Les orientations verbales sont perçues comme une réponse à la récente augmentation de l’inclusion des actions dites à « thème de la monnaie »—les plateformes d’échange de cryptomonnaies, les sociétés de minage, et les entreprises de technologie blockchain—dans le marché des ETF local.
Comme le note le rapport, de nombreux ETF cotés dans le pays détiennent actuellement des proportions significatives d’actions liées aux actifs cryptographiques, dépassant souvent 10%. Par exemple, l’ETF U.S. Stock Bestseller de Korea Investment Trust Management, qui suit l’indice F&Guide des actions les plus vendues aux États-Unis, alloue 14,59% à Coinbase.
De même, l’ETF KoACT U.S. Nasdaq Growth Company Active inclut 7,44% de Coinbase et 6,04% de Strategy, totalisant 13,48% d’actions liées. L’ETF KoACT Global AI & Robot Active détient 10,34% de Coinbase, et l’ETF TIMFOLIO U.S. Nasdaq 100 Active de Timefolio Asset Management investit environ 8% dans des actions liées aux pièces.

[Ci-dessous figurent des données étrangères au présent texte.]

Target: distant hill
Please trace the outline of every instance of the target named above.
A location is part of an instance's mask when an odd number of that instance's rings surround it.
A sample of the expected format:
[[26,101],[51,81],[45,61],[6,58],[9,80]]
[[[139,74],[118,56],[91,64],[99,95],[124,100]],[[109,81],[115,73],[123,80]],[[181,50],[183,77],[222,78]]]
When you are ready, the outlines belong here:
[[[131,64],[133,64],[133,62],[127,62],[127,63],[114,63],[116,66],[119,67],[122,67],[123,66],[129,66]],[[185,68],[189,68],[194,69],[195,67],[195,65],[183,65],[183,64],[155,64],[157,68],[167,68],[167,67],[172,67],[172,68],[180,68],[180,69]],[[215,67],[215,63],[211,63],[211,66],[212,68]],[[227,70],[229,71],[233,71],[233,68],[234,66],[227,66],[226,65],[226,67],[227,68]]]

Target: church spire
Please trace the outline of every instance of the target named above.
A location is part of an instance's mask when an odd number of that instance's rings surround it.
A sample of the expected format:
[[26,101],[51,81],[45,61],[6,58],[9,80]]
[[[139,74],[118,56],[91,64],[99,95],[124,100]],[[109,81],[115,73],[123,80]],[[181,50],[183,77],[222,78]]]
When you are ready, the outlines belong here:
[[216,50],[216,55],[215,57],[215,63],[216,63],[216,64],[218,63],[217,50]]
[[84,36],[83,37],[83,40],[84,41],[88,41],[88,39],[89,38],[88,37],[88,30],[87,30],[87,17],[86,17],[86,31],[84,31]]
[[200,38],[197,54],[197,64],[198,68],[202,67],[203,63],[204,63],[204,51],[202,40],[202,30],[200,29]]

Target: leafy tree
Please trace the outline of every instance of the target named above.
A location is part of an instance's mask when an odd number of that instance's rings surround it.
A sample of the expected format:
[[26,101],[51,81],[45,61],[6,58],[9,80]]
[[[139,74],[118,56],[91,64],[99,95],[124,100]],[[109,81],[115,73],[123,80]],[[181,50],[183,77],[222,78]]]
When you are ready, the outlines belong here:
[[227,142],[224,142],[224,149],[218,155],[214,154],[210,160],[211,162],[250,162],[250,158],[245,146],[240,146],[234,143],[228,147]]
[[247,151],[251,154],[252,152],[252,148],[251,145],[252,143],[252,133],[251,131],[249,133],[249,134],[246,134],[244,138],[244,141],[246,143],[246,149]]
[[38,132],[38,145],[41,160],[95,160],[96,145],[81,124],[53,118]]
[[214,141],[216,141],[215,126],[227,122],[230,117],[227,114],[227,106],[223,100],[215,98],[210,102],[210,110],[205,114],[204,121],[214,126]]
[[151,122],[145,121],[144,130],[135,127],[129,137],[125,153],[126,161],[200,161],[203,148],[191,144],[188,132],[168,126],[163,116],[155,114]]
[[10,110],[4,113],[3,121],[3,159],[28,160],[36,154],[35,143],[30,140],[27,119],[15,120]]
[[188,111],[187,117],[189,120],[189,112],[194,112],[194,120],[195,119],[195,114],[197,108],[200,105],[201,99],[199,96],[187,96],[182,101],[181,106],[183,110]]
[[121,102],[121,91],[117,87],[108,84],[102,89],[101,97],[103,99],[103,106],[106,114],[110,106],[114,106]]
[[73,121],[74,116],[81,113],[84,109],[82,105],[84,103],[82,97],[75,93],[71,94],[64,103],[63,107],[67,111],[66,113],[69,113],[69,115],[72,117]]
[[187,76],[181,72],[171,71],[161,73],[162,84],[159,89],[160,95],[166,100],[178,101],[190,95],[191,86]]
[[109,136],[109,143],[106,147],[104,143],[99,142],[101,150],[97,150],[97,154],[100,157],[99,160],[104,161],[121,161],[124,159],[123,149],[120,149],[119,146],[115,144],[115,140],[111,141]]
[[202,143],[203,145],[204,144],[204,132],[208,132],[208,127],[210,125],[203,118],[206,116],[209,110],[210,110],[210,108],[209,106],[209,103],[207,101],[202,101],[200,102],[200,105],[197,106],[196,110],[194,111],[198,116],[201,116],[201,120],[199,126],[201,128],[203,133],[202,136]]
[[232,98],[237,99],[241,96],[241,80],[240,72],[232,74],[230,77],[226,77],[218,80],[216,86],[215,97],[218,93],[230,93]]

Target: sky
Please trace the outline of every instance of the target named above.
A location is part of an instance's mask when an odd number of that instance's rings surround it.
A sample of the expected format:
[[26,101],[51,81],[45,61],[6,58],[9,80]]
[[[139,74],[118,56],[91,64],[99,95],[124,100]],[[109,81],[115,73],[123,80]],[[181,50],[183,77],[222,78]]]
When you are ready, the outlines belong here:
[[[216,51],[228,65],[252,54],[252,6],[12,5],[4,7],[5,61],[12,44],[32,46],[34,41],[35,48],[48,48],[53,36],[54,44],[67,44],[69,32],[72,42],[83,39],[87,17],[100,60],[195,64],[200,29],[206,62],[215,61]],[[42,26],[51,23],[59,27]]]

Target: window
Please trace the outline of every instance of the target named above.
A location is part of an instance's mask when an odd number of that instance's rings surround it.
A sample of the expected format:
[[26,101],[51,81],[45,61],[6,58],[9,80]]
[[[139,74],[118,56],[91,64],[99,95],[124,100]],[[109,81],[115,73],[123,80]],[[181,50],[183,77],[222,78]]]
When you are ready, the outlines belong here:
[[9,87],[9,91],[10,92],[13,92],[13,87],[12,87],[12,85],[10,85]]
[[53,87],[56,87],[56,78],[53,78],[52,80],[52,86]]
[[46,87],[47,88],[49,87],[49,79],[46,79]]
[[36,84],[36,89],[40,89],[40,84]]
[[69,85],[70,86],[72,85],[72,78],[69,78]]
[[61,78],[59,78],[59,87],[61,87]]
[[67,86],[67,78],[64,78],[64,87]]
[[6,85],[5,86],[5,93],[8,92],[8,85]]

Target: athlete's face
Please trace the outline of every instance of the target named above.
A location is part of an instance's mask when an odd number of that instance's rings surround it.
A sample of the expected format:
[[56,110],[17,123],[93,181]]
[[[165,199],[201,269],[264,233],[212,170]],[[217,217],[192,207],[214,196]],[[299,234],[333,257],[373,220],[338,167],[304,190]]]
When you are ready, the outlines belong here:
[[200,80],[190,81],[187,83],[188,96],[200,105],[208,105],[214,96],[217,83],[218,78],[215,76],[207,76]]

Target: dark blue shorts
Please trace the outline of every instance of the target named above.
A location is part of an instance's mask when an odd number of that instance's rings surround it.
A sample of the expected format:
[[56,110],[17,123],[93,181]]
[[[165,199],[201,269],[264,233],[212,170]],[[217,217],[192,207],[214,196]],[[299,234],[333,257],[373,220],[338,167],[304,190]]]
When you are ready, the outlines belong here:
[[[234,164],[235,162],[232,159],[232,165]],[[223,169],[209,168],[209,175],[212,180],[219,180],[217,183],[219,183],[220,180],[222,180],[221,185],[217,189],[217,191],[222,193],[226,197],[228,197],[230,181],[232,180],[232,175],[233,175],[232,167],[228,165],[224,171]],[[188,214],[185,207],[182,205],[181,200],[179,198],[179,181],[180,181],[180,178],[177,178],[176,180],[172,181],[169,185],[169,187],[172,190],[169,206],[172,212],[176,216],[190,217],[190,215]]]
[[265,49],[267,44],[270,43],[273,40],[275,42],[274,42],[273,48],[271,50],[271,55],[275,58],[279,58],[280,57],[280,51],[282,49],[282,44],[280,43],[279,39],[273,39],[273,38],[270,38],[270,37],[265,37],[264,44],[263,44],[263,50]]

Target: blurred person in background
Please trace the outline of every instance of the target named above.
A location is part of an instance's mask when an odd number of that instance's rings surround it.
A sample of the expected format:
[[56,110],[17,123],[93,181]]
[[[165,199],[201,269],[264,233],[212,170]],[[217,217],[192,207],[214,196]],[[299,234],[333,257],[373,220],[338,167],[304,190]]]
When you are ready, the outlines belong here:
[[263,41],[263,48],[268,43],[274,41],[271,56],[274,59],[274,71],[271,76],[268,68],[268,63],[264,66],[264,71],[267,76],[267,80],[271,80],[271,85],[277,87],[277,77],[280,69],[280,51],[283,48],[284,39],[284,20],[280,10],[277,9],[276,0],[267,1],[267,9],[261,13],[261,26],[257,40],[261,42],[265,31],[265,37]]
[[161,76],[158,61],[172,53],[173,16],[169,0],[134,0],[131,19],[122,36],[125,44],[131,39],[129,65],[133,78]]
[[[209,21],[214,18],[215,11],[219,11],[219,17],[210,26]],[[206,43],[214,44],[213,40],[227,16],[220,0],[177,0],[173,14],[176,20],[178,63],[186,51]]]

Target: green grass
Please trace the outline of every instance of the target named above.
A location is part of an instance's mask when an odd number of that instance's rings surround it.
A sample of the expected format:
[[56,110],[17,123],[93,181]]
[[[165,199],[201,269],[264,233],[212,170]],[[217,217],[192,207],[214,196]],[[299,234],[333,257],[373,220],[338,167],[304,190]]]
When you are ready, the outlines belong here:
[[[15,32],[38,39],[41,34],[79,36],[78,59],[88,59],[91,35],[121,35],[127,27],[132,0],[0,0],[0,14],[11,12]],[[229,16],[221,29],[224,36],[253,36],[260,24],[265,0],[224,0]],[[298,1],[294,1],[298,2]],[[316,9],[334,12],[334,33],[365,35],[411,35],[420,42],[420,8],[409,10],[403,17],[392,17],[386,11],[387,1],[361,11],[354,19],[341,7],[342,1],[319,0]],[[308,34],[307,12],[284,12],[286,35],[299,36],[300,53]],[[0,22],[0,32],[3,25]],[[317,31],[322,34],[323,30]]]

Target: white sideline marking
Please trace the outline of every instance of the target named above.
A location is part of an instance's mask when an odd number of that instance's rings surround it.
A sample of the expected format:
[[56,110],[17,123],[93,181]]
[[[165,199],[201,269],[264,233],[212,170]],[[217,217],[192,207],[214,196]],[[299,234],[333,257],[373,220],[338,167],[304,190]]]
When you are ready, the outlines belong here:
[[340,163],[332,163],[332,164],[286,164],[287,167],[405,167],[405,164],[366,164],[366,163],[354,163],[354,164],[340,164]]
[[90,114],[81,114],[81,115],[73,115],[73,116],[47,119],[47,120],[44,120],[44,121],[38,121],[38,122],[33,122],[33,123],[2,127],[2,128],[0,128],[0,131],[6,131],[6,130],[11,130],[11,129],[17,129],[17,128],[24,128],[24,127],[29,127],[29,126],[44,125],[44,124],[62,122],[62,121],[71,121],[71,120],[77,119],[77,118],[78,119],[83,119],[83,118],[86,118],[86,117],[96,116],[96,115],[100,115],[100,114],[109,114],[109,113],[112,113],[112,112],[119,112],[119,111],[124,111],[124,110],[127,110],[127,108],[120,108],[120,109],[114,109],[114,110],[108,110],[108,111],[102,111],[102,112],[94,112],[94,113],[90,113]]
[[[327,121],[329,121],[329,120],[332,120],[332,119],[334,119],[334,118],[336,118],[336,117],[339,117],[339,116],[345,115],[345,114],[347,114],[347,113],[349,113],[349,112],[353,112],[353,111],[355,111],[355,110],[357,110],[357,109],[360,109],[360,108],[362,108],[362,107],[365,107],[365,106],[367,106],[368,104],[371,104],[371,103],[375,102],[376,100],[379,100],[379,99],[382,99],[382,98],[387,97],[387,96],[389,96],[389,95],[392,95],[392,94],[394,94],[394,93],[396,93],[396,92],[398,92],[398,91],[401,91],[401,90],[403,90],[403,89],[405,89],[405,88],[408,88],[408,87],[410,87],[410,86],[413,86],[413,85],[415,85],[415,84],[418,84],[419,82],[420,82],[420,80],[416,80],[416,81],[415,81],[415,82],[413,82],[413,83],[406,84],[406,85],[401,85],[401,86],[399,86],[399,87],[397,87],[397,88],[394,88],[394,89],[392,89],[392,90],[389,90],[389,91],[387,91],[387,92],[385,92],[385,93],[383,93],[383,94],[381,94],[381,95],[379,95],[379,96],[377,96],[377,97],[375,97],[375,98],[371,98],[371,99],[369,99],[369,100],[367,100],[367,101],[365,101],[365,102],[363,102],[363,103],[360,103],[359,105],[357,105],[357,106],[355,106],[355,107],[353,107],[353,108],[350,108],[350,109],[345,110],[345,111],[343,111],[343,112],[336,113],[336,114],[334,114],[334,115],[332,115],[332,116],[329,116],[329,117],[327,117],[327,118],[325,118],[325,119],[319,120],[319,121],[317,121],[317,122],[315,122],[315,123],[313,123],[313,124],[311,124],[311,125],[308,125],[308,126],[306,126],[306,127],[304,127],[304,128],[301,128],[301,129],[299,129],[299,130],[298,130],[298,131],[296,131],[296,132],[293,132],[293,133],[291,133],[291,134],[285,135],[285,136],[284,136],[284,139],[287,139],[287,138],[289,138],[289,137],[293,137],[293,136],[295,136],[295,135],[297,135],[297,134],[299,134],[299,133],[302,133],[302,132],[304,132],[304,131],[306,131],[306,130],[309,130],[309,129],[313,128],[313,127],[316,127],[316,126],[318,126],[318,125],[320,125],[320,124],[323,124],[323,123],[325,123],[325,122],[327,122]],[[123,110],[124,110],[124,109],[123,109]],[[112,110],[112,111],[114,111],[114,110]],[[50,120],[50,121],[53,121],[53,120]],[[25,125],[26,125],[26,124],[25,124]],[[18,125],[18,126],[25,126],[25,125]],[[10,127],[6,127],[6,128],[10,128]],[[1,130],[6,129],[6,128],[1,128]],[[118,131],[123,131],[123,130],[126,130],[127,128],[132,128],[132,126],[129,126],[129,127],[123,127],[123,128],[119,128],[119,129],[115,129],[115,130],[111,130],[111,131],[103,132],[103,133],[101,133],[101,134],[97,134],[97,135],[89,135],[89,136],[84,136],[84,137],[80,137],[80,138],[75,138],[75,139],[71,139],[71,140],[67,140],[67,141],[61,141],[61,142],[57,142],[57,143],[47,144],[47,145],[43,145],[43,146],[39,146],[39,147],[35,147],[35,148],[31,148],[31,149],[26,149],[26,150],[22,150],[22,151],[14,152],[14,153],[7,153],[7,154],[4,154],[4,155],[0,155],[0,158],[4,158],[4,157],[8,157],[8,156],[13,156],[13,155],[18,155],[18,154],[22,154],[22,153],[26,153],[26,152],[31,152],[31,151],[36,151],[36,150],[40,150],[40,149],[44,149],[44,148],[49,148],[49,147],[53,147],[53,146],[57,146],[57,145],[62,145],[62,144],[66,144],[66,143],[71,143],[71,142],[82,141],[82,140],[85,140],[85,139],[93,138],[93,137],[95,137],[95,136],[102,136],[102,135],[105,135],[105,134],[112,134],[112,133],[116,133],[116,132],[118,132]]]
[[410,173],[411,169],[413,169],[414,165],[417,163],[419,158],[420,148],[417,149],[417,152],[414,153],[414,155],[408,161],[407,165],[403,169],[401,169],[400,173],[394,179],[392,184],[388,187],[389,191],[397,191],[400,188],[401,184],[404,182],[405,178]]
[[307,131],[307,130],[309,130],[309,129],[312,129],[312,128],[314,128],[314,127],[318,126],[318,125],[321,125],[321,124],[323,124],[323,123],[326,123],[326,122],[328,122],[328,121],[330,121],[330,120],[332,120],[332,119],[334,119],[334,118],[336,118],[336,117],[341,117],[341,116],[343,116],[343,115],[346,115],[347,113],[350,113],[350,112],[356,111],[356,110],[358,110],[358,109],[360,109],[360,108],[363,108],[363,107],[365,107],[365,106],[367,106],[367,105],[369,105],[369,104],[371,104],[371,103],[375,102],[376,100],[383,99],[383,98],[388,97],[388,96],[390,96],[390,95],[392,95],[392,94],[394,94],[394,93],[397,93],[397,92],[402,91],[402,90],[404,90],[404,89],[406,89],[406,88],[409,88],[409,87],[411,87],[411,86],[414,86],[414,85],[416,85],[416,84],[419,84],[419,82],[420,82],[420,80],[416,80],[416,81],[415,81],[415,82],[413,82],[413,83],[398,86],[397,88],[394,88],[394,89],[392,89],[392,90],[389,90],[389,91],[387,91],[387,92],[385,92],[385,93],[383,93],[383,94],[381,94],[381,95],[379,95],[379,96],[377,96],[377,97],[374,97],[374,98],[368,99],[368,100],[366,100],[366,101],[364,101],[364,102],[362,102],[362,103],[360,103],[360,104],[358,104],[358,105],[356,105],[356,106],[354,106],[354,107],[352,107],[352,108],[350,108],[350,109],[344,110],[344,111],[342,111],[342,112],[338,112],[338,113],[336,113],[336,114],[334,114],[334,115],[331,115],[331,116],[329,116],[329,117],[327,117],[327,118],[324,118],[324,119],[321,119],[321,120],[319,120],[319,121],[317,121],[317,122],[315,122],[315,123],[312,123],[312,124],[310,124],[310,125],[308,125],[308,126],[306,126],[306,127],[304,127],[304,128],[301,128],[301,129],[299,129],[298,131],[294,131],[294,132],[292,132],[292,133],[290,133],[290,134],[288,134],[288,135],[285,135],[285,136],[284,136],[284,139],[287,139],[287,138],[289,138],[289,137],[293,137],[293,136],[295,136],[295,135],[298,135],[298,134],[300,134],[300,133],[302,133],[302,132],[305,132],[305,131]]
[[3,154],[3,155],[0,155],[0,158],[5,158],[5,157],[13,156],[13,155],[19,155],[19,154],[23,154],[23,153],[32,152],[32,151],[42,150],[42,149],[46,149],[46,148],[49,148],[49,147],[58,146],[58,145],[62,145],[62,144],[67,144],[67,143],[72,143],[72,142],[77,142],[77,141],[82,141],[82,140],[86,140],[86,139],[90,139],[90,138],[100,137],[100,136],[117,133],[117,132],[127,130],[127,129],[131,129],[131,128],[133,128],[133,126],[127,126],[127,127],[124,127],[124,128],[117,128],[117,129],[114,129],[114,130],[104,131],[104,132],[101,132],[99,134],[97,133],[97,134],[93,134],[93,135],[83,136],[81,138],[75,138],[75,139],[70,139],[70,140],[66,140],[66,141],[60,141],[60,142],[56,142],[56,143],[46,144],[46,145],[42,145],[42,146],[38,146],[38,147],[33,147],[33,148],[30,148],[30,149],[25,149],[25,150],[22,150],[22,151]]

L’industrie face à un dilemme de conformité
Les gestionnaires d’actifs soutiennent que l’exclusion immédiate de ces actions pose des défis. Bien que les ETF actifs puissent ajuster leurs avoirs à la discrétion du gestionnaire, les ETF passifs sont liés à leurs indices sous-jacents.
« Parce que la structure suit directement l’indice, si les actions sont exclues arbitrairement sans changer l’indice, l’erreur de suivi pourrait augmenter fortement », a expliqué un initié de l’industrie. « Je comprends le ton réglementaire, mais ce n’est pas facile de réagir immédiatement. »
Un responsable du FSS a reconnu cette préoccupation : « Nous sommes pleinement conscients que les ETF passifs ne peuvent être exclus à la discrétion de la société de gestion d’actifs car leur structure suit directement l’indice sous-jacent. Cette déclaration vise à encourager la prudence dans la conception globale des produits ETF jusqu’à ce que le système soit réorganisé. »
Les critiques de l’industrie remettent également en question l’équité de l’application des normes réglementaires uniquement aux ETF nationaux, notant que les investisseurs sud-coréens investissent déjà indirectement dans des sociétés d’actifs virtuels via des fonds cotés aux États-Unis.